Assumptions and limitations
The modeling of SWE using GEOtop presents several limitations, such as: (i) the model does not account for wind-driven snow transport, avalanche dynamics or snow accumulation at the base of steep slopes. (ii) The density of fresh snow and the precipitation phase mainly depend on 2 m air temperature without considering the atmospheric temperature profile. Such limitations and the physical validity of results under these assumptions are further described in the GEOtop model’s documentation16
Additional limitations stem from the data quality24 of in-situ meteorological data as highlighted in “Meteo data preprocessing” section.
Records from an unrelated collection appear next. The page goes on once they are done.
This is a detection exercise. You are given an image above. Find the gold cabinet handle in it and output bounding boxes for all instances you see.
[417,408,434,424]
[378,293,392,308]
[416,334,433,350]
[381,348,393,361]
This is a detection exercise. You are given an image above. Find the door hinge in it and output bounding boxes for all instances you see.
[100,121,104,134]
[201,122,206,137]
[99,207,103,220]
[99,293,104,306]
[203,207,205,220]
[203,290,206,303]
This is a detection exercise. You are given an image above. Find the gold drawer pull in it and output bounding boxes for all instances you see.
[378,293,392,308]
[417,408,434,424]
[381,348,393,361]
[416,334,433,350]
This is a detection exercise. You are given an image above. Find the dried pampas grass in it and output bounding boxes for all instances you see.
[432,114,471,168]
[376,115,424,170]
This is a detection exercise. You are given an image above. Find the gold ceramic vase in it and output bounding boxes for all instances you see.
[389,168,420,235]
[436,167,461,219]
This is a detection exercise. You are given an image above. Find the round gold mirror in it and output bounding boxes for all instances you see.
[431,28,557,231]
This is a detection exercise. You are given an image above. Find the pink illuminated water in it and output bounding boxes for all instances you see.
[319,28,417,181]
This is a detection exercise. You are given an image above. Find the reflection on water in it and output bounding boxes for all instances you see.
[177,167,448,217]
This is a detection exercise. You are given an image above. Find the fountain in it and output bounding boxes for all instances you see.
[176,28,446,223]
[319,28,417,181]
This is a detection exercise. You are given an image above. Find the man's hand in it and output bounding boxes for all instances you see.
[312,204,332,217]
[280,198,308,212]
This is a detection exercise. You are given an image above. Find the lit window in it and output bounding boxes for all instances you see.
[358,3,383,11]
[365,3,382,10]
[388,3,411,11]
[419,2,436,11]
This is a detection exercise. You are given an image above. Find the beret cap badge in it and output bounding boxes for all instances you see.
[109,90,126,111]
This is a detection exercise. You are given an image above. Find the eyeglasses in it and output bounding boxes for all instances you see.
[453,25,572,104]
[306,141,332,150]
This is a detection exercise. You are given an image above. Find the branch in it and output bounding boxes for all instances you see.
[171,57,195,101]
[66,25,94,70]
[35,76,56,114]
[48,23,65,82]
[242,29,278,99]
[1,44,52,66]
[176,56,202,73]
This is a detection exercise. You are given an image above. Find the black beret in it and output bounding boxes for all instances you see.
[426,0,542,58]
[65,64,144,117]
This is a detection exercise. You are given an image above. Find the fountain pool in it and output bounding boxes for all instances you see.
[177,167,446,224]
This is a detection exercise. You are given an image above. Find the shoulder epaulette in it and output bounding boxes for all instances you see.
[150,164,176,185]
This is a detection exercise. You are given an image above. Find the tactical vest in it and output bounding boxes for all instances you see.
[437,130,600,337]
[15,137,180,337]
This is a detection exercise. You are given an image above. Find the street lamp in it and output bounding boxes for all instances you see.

The in-situ datasets suffer from quality issues, availability, etc., necessitating the integration of the reanalysis datasets like ERA5-Land dataset45; at the same time, these reanalysis datasets are not a substitute for local-scale meteorological conditions24. Geostatistical methods and filtering techniques used for interpolation can sometimes fail to adequately represent complex phenomena such as thermal inversions or the intricacies of wind fields, which influence the snowpack energy exchanges29.
Finally, the main limitations related to data assimilation are the following: (i) the in-situ measurements provide only indirect estimates of SWE, as they are based on volumetric observations, and (ii) the assimilation of the energy balance is constrained, as it can only be calculated for specific points within the domain, making it difficult to spatialize—even with satellite-based observations. Despite these limitations, the error associated with modeling of SWE using our methodology remains within acceptable bounds as highlighted in the “Technical Validation” section.